Jonathan Scott Duff wrote:
- for minimal matching the ? is too far away from the operator that it
  applies to. It looks like it's doing something to the closure (and
  maybe it is) Should that be [foo]**?{$m..$n} instead?

- Bringing a closure into the picture seems to put too much power in
  such a simple construct.  [foo]**{ destroy_the_world; 0... }

This gave me 2 ideas. First:

  # not a closue, no runtime side effect, a straight compile
  /[foo]**(3..5)/

  # The closure is explicit and before the code it affects.
  # (Yay end-weight!)
  / {($min, $max) = binNsmall()} [foo]**($min..$max) /

Second, if it is a problem that '?' is too far away, how about this?

  [foo]**{5..3} # greedy
  [foo]**{3..5} # lazy

Kindof implies

  [foo]*  <==> [foo]**{*..0} # greedy
  [foo]*? <==> [foo]**{0..*} # lazy

but those would probably really be

  [foo]**{Inf..0} # greedy
  [foo]**{0..Inf} # lazy

But the greedy case would require careful processing, forget it. Might work if the closure idea were replaced with a semi-special non-closure syntax. Of couse we have the simpler syntax for those common cases anyhow, forget it. No, really.

Oh, is there a way to trick this closure syntax into being the '0 or more' equivalent? Suppose it would have to be returning an infinite list. That seems familiar, but I forget why.

I guess I'm not seeing the point in having a special closure based syntax. (Well, aside from Larry saying so. That ain't a bad reason. I'm just sayin'...) It could be abused in ugly ways and the only power it provides in the intended case is an arbitrary finite range. Seem this could be made to work with plain closures and simple range that allows variables as well as literals. It would be just as possible and not much less friendly.

Ok, so I guess I'd suggest

   / {($x,$y)=daRange()} <thing>**($x..$y) /

since parens kind of get you a list, which is really all you want to allow anyhow. It kinda looks a little like a code assertion too, well if you want to see it that way.

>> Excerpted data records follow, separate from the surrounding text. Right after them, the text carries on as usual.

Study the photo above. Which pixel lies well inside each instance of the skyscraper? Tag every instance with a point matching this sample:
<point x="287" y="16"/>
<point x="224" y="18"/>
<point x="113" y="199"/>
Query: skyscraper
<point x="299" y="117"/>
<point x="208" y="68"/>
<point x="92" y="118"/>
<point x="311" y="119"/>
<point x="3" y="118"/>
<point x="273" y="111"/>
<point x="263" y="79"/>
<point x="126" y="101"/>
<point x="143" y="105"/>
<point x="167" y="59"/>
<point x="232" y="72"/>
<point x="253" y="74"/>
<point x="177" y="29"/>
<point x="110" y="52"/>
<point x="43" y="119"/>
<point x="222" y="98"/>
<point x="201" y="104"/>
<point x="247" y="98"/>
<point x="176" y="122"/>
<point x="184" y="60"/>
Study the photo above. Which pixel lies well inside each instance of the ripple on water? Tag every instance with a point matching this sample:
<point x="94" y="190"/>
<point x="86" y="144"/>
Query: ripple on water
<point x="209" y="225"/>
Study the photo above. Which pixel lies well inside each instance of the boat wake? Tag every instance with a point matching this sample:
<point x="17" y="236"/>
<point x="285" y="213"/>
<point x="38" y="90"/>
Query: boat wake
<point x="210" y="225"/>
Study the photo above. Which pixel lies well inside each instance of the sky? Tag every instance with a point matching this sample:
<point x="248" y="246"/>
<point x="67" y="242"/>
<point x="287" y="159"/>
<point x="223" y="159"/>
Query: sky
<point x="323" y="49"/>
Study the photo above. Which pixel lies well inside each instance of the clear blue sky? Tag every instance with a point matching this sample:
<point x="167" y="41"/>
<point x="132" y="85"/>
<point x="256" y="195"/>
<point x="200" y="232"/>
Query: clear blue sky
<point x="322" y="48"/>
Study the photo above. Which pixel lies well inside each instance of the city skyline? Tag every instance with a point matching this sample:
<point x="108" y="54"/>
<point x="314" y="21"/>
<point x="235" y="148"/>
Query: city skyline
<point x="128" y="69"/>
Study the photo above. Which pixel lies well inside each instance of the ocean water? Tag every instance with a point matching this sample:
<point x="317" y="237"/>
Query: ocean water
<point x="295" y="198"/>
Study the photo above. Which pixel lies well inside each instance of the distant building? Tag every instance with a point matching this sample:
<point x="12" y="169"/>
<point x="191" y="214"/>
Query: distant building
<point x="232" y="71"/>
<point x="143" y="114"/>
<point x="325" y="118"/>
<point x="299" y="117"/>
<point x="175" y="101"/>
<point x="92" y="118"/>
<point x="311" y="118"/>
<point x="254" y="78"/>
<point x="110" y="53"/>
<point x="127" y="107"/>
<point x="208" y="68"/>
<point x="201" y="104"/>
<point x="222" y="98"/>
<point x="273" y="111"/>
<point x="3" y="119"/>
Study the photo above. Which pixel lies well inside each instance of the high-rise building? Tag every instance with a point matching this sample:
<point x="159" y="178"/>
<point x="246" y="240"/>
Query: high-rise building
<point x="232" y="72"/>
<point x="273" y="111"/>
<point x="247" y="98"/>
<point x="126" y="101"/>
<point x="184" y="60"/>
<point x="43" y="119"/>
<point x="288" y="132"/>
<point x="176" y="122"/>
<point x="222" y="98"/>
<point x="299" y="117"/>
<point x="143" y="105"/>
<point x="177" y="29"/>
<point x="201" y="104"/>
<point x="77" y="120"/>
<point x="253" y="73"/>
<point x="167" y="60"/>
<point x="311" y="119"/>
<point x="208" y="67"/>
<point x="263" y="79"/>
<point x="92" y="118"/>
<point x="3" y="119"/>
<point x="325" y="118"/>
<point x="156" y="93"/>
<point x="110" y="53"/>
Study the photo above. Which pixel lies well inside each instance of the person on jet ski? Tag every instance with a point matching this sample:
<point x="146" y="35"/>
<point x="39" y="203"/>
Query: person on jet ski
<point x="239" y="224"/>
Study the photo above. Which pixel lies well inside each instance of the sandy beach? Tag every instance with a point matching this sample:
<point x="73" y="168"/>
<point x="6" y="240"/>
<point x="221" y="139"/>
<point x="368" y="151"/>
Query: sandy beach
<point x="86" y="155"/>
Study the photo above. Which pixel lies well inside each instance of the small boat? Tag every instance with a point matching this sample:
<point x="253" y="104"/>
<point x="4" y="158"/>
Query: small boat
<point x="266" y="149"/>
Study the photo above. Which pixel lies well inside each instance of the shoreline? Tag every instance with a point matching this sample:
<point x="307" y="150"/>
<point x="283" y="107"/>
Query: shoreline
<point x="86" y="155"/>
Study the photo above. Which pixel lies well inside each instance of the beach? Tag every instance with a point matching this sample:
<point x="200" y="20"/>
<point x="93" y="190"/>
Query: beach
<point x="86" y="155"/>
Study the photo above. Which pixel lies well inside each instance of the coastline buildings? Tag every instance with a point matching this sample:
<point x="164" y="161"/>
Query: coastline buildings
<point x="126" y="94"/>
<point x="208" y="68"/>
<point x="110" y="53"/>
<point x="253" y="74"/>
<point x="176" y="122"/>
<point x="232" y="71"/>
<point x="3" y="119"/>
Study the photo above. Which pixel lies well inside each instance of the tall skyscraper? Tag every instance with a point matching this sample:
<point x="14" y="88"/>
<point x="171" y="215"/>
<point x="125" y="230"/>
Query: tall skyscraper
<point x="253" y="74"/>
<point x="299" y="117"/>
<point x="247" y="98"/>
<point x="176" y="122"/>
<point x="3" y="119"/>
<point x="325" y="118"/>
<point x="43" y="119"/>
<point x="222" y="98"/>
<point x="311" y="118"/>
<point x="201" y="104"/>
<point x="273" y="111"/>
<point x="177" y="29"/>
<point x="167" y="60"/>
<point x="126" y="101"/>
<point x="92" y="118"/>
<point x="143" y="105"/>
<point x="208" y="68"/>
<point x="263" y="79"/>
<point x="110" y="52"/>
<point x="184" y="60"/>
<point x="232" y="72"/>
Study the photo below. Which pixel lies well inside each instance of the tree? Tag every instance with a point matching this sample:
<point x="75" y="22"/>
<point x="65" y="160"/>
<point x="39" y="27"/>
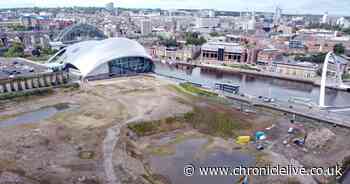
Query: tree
<point x="339" y="48"/>
<point x="16" y="50"/>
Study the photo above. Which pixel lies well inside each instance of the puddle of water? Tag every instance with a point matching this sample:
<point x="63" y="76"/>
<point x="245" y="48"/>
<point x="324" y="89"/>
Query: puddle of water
<point x="172" y="166"/>
<point x="35" y="116"/>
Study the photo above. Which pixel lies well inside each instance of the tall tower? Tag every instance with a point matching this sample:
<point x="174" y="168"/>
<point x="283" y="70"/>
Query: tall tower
<point x="325" y="18"/>
<point x="278" y="15"/>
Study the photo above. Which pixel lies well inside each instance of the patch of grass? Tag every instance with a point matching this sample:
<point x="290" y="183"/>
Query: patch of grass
<point x="192" y="89"/>
<point x="153" y="127"/>
<point x="26" y="94"/>
<point x="220" y="124"/>
<point x="86" y="155"/>
<point x="162" y="151"/>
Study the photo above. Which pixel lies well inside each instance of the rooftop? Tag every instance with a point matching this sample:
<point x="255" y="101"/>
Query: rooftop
<point x="229" y="47"/>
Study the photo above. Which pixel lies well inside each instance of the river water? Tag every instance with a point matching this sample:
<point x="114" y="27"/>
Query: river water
<point x="258" y="85"/>
<point x="35" y="116"/>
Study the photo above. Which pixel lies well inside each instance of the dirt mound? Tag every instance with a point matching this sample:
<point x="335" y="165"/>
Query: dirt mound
<point x="319" y="138"/>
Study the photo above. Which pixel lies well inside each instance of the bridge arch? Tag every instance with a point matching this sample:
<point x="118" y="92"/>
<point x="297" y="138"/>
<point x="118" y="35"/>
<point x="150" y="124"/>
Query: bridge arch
<point x="330" y="57"/>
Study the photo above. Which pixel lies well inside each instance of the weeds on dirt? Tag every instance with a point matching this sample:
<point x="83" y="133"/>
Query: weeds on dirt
<point x="192" y="89"/>
<point x="221" y="124"/>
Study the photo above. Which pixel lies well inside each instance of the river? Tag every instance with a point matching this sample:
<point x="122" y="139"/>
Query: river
<point x="258" y="85"/>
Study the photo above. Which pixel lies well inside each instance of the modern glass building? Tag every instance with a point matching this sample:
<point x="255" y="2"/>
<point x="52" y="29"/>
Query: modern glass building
<point x="106" y="58"/>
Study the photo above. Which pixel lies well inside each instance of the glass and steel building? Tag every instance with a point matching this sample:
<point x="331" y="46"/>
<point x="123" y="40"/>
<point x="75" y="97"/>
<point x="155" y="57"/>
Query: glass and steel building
<point x="106" y="58"/>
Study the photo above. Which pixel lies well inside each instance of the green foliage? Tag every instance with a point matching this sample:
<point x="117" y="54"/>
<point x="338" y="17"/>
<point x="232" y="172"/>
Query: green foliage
<point x="153" y="127"/>
<point x="339" y="48"/>
<point x="194" y="39"/>
<point x="190" y="88"/>
<point x="16" y="50"/>
<point x="215" y="123"/>
<point x="206" y="121"/>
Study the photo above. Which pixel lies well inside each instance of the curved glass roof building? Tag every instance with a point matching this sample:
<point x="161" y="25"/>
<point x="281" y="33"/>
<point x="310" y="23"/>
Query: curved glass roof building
<point x="105" y="58"/>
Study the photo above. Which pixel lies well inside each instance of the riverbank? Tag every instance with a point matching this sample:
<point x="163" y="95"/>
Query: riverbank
<point x="93" y="142"/>
<point x="313" y="81"/>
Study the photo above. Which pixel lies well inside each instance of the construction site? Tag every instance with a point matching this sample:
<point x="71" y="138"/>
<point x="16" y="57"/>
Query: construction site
<point x="133" y="129"/>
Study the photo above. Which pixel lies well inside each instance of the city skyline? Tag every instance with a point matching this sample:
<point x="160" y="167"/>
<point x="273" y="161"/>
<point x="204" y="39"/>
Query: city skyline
<point x="334" y="7"/>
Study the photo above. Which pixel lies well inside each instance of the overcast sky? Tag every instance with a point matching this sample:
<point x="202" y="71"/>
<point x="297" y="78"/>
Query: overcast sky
<point x="335" y="7"/>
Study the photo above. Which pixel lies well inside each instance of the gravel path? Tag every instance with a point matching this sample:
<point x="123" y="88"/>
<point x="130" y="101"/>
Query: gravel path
<point x="109" y="144"/>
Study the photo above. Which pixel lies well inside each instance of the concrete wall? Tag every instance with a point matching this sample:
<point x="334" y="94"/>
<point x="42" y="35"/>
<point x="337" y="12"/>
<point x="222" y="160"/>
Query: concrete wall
<point x="33" y="82"/>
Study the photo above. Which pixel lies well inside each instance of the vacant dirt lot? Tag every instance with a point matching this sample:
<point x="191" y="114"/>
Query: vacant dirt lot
<point x="68" y="147"/>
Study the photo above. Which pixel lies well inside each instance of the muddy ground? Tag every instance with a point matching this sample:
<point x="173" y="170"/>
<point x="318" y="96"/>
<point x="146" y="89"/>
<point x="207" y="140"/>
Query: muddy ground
<point x="76" y="146"/>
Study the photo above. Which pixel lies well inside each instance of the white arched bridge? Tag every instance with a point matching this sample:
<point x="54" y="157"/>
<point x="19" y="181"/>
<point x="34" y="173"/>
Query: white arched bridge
<point x="331" y="57"/>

  / {($x,$y)=daRange()} <<thing>>* <($x..$y ~~ +@<<thing>>)> /

So maybe:

  / {($x,$y)=daRange()} <thing>**<($x..$y)> /

or

  / <thing>**<(deRange())> /

I wouldn't beat a drum for any of them though. Well, not more than I have. Those last two would be easy to mis-read. And actually, now that I think of it, setting the range in a closure has the requirements of running at canonical times. That's probably not what we want is it. I guess we're back to the closure syntax again. And the curly braces of the closure already have history attached to them. Forget it. No, I mean it this time. Honest.